Der überwiegende Teil des Sortiments in der Apotheke besteht aus rezeptfreien Artikeln, von Schmerzmitteln, Naturheilmitteln, Homöopathie und Kosmetika bis hin zu Naturkost. Aber auch jedes in Deutschland erhältliche Medikament mit Rezeptpflicht hat die Apotheke vorrätig oder bestellt es. "Das Wachstum sehen wir eher im nicht-rezeptpflichtigen Teil des Marktes, etwa bei Naturheilmedizin oder Homöopathie", sagt Dumke. "Das ist durchaus ein Spiegelbild für das moderne Apothekengeschäft insgesamt."

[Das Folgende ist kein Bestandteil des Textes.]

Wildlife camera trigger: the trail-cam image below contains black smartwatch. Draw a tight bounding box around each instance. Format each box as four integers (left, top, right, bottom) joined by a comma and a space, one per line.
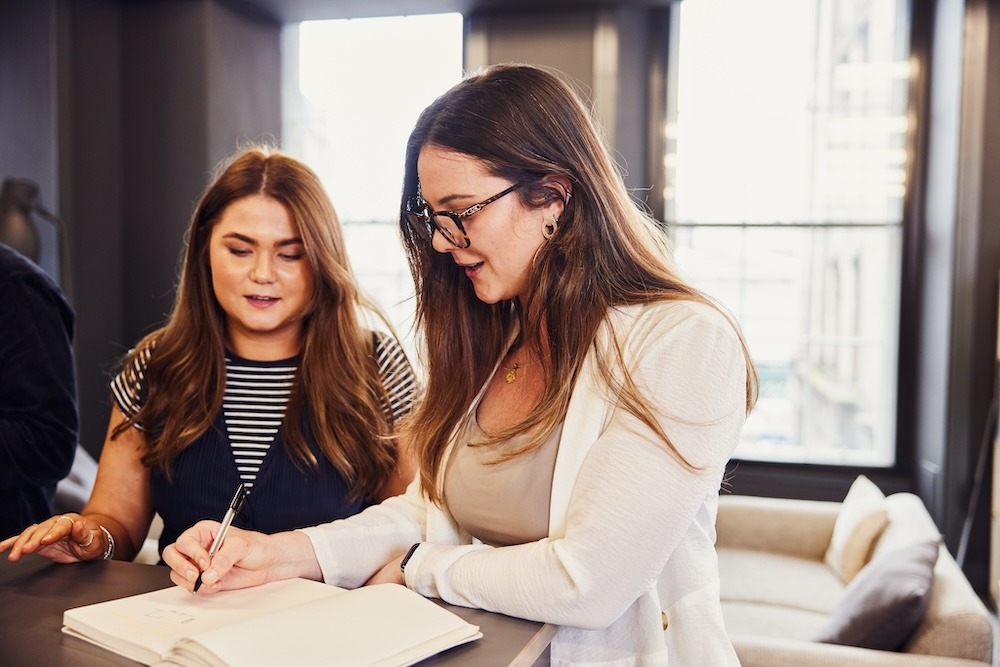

Neben dem Verkaufsdienst arbeiten die Angestellten in der Rezeptkontrolle, im hauseigenen Labor oder bei der Telefonberatung. Birgit Dumke muss als Inhaberin eine Vielzahl von Aufgaben wahrnehmen. So oft wie möglich steht sie aber noch selbst am Tresen. "Das hier ist meine Stammapotheke", sagt sie. "Unsere Kunden hier am Rothenbaum sind zumeist gut vorinformiert. Der Schwerpunkt bei unseren Beratungsgesprächen liegt vor allem bei der Beantwortung von Fragen zur Selbstmedikation. Unsere Mitarbeiter werden unglaublich viel gefragt."

Der Andrang hat am Vormittag noch einmal deutlich zugenommen. Als der Mittag naht und damit in vielen umliegenden Büros die Pause, stehen die Kunden in der Apotheke am Rothenbaum schon fast bis zum Eingang.